Meine Argentinienreise 2007/2008

Reisevorbereitungen II - ¿Hablas Español?

03:19, 22 June 2007 .. 0 Kommentare .. Link

Der Start meiner Reise rückt immer näher, so dass ich mir die Frage gefallen lassen muss, ob ich genügend Spanischkenntnisse habe. Beginnen wird meine Reise mit einem 4-wöchigen Intensiv-Spanischkurs in Buenos Aires (jeden Tag 4 Doppelstunden – uff!), aber ich nehme bereits seit November letzten Jahres Spanischstunden bei Cristina, einer Argentinierin aus Posadas, die gegenwärtig in Dresden lebt und arbeitet.

¡A mí me gusta español! Mir gefällt Spanisch sehr! Oder besser gesagt: das Castellano, wie man es in Südamerika spricht. Da gibt es eine Menge Besonderheiten gegenüber dem „spanischen Spanisch“, die sich aus den Einflüssen der anderen Einwanderersprachen sowie der Indiosprachen ergeben. Darüber kann und werde ich euch mehr erzählen, wenn ich meinen Spanischkurs in Buenos Aires absolviere.

Was ich jetzt eigentlich aufzeigen will, sind zwei weitere Möglichkeiten, mit fremdsprachigen Menschen Gespräche zu führen, ohne fundierte Sprachkenntnisse zu besitzen bzw. wie man aneinander vorbeireden kann und sich trotzdem auf wunderbare Weise versteht.

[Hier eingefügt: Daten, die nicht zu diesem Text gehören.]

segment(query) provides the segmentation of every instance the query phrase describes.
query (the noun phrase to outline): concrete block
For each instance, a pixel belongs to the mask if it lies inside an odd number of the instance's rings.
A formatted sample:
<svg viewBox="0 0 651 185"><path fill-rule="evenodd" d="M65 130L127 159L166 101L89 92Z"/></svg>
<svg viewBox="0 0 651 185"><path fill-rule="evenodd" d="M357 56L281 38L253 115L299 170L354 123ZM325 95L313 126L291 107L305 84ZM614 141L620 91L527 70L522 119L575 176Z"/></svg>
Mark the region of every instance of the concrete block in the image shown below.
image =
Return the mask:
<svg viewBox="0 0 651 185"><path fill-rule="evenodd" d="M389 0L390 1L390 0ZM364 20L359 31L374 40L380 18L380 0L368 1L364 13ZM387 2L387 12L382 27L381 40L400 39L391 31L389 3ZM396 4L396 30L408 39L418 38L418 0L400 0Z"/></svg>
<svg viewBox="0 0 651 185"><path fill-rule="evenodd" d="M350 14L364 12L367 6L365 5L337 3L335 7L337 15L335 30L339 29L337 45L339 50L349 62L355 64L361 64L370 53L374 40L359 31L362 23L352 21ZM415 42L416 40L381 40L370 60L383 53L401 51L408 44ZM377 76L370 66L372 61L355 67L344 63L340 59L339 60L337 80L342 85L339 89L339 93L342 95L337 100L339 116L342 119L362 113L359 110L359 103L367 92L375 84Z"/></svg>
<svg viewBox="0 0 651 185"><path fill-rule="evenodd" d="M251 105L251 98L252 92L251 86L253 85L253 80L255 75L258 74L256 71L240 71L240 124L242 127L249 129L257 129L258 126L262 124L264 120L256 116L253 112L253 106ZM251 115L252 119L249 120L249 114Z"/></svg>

Situation 1 – nonverbales Fachgespräch

Geschehen in einem Restaurant in Buenos Aires im November 2003, beteiligt: 4 Personen – ein argentinisches Ehepaar, meine Freundin mitsamt ihren guten Spanischkenntnissen und ich mit allen möglichen, aber KEINEN Spanischkenntnissen. Der mir gegenübersitzende Mann spricht nur Spanisch, aber wir finden ein gemeinsames Thema, was uns beide interessiert (und – das kann ich euch sagen – was immer funktioniert!!): Fußball.Wir werfen Namen von berühmten Fußballspielern in die Luft, hauen uns in Esperanto irgendwelche Ergebnisse und Zahlen um die Ohren und kommen auf Spiele zu „sprechen“, deren Resultat mehr als verdächtig sind (ich sage nur: WM ´78, Argentinien-Peru 6:0). Ein Außenstehender mochte gedacht haben, hier kommunizieren zwei Taubstumme miteinander, unsere Frauen rollten mit den Augen, weil sie nur „Bahnhof“ verstanden, aber wir Männer hatten das Thema gefunden, worum sich nun mal alles dreht.

Situation 2 – Sprich sächsisch, und du wirst verstanden!

Manchmal kann man sich wunderbar missverstehen, aber trotzdem das gewünscht Ziel erreichen. Wie folgende Geschichte beweist, die eigentlich aus zwei kleinen Geschichten besteht, die nichts miteinander zu tun haben.

Eins: Einer meiner Freunde, der irgendwo aus dem Hessischen kommt (ein Wandergeselle) war mal in Dresden und lernte ein Mädchen kennen, welchem er nach recht kurzer Zeit körperlich sehr nahe kam (Betonung liegt auf „sehr“!). Kurz bevor beide das „hohe c“ sangen (oder sungen), rief sie im tiefsten Sächsisch aus: „Du bissd dor Diiiescher!“; auf hochdeutsch: „Du bist der (oder: ein) Tiger!“ Das hatte fatale Folgen, über die wir heute noch lachen und unseren Kameraden damit aufziehen.

Zwei: Meine Freundin und ich stehen in Salta (im Norden von Argentinien) an einem Imbiss und wollen eine Tortilla bestellen. Das „ll“ spricht man im Spanischen wie „j“ aus – dachten wir zumindest, und pronouncierten das Wort, so gut wir konnten. Leider verstand die Dame nicht. Daraufhin versuchten wir alles Mögliche, „tortilla“ so authentisch wie möglich auszusprechen, aber erst nach einer Weile hellte sich das bis dahin angestrengte Gesicht der Verkäuferin auf und sie sagte: „Ah, una torticha!“ Das „ll“ spricht man in Argentinien wie „ch“ (wie bei Kirche, Licht etc.) aus.

Und da fiel mir die Geschichte mit dem „Tiger“ bzw. „Diiischer“ wieder ein. In Zukunft bestellten wir immer auf sächsisch einen Tiger, lachten uns scheckig und bekamen anstandslos eine leckere Tortilla.

Soviel zum Thema „interkulturelle Missverständnisse“.